TL;DR Redis is an in-memory data store that supports many kinds of data structures.
Redis is a datastore written in C. It is a TCP server that waits for client requests.
Redis offers multiple data structures for storing the data, including string, list, hash map, and sorted set. The APIs are rich and powerful which enables all kinds of use cases. Redis is a good fit when your data fits into memory and durability is not required. Redis provides speedy access to the data structures, and manages them with bounded memory, allowing you to configure an eviction policy, e.g. LRU, LFU. Caching is a good use case and probably the most common one.
¶ Standalone mode
In this mode, Redis is not aware of other nodes (except its followers). It assumes that it owns the entire key space. It simply handles the requests and stores the data in itself.

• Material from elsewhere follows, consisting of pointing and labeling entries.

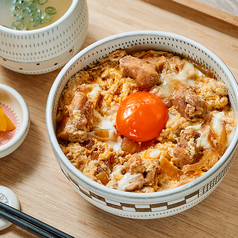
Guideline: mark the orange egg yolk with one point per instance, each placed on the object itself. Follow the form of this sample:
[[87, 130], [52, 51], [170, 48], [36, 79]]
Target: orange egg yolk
[[141, 116]]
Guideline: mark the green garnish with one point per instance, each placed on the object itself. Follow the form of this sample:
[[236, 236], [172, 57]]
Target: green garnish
[[28, 13], [50, 10]]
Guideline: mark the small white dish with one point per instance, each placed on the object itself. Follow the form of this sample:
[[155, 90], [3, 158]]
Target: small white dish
[[15, 108]]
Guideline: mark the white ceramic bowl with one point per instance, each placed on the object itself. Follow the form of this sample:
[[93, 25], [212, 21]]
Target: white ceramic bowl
[[15, 107], [143, 205], [48, 48]]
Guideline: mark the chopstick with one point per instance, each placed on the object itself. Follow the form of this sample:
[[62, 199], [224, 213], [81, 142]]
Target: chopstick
[[30, 223]]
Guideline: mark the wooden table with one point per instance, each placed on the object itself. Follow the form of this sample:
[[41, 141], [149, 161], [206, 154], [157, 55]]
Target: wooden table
[[33, 174]]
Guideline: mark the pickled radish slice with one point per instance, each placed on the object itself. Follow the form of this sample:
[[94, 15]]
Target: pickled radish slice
[[5, 123]]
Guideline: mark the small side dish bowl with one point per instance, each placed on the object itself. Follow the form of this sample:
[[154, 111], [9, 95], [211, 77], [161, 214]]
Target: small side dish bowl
[[48, 48], [16, 110], [143, 205]]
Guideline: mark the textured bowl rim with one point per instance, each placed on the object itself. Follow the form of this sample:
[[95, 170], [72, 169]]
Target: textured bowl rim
[[43, 29], [13, 144], [102, 188]]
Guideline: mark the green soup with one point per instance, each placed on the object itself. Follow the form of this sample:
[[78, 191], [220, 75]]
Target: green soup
[[31, 14]]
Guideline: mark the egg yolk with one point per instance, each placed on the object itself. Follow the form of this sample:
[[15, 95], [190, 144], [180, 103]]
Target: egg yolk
[[141, 117]]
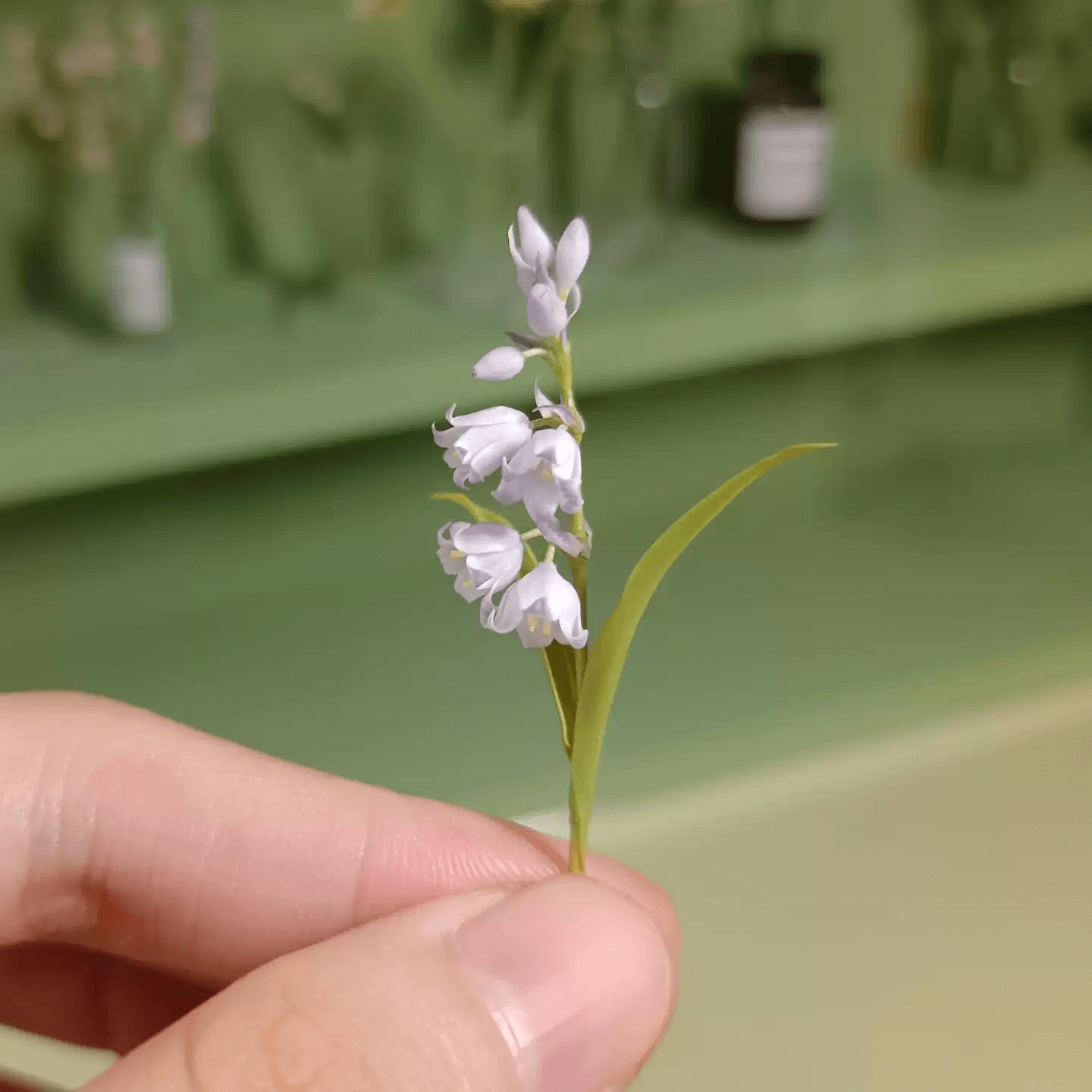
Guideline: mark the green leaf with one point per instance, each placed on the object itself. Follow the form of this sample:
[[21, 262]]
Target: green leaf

To horizontally scale it out, some external sharding mechanism can be applied. For example, it can be done via a proxy (e.g. Twemproxy) or a shard-aware client.
- Twemproxy, as an example, uses consistent hashing to decide the data sharding. In short, one or more hash values can be calculated for each Redis server, and each of those values maps to a location on a hash ring. For a certain piece of data, you find the corresponding server by calculating the hash value and finding the first server in a certain direction (either clockwise or counter-clockwise). Not much consistency can be guaranteed. You may not read your own write and you may read data that you think you've deleted/overwritten. The only legitimate use case is caching.
- Full sync: When a new replica is needed, it sends a
SYNC
command to the primary. The primary assigns the new replica a unique replication ID and starts generating an RDB snapshot. It also maintains a replication buffer for the ID that stores all serialized commands that need to be sent to the replica. A replication offset is defined as the number of bytes that have been sent to the replica, which is only meaningful to that particular ID.
- Partial sync: If the replica stops replicating briefly and tries to catch up, it may use a
PSYNC
command to continue the replication. It's possible that the replica has lagged behind too much, and the primary will request the replica to do a full sync.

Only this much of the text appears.